A byte n is read and split into two parts: code = n >> 5, and c = n & 0x1F. Byte 0xFF marks the end of the stream. Otherwise the code is interpreted as follows:
|0||Copy the next c + 1 bytes to the output.|
|1||Read another byte, and write it to the output c + 1 times.|
|2||Read another byte b1 and byte b2, and write byte b1 to the output c + 1 times, swapping b1 and b2 after each write.|
|3||Write a zero byte (0x00) to the output c + 1 times.|
|4||Read byte b. If b < 0x80, then read byte b2; offset is b×256+b2 bytes from the output stream beginning. Else offset = b bytes behind from the current output stream end. Copy c + 1 bytes from the output stream at offset to the output.|
|5||Read byte b. If b < 0x80, then read byte b2; offset is b×256+b2 bytes from the output stream beginning. Else offset = b bytes behind from the current output stream end. Copy c + 1 bytes from the output stream at offset to the output, reversing the bits in each byte.|
|6||Read byte b. If b < 0x80, then read byte b2; offset is b×256+b2 bytes from the output stream beginning. Else offset = b bytes behind from the current output stream end. Copy c + 1 bytes from the output stream at offset to the output, decrementing the read position after each write (i.e. reverse the data).|
|7||Read another byte b. Change code = (c >> 2), and change c = (c & 3) × 256 + b. Re-interpret code according to this table.|
Chrono Trigger LZ
This compression scheme is used in Square‘s Chrono Trigger for the SNES for compression of graphics and various data.
The data consists of packets. Each packet begins with a 16-bit offset, which gives the packet ending offset relative to the beginning of compressed data. At that offset, there is always a control byte. The first control byte sets the size of offsets: If the byte is < 0xC0, then offsetsbits=12. Else offsetbits=11. Interpreting the offsetbits is done only once. The higher-order two bits in the control bytes of all other packets are ignored. The counter is assigned a default value of 8.
The decompression loop goes as follows:
- If the packet end has been reached, a control byte is read, and counter is assigned the low 6 bits of that byte (i.e. counter = byte & 0x3F). If the counter is zero, the decompression is complete and ends there. If the counter was nonzero, a new 16-bit packet end offset is read.
- If the end of the packet has not yet been reached, a mask byte is read.
- If the mask byte is zero, then next eight bytes are copied verbatim to the output. The counter is not affected.
- If the mask byte was nonzero, its each bit is read, beginning from the lowest-order bit. The number of bits to be read is determined by counter (which is in range 1—63, i.e. it can be both smaller and greater than eight).
- If the bit is zero, a single byte is copied verbatim to the output.

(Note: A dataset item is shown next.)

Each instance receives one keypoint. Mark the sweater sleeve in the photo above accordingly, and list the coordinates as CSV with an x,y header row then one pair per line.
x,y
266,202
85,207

- If the bit is nonzero, a 16-bit number is read from the input. offset becomes the lowest-order offsetbits from that number, and length is the rest of the bits plus 3. The decompressor copies length bytes from offset bytes behind to the output.
- After all bits have been read, the counter is reset to the default value of 8, and the decompression loop continues.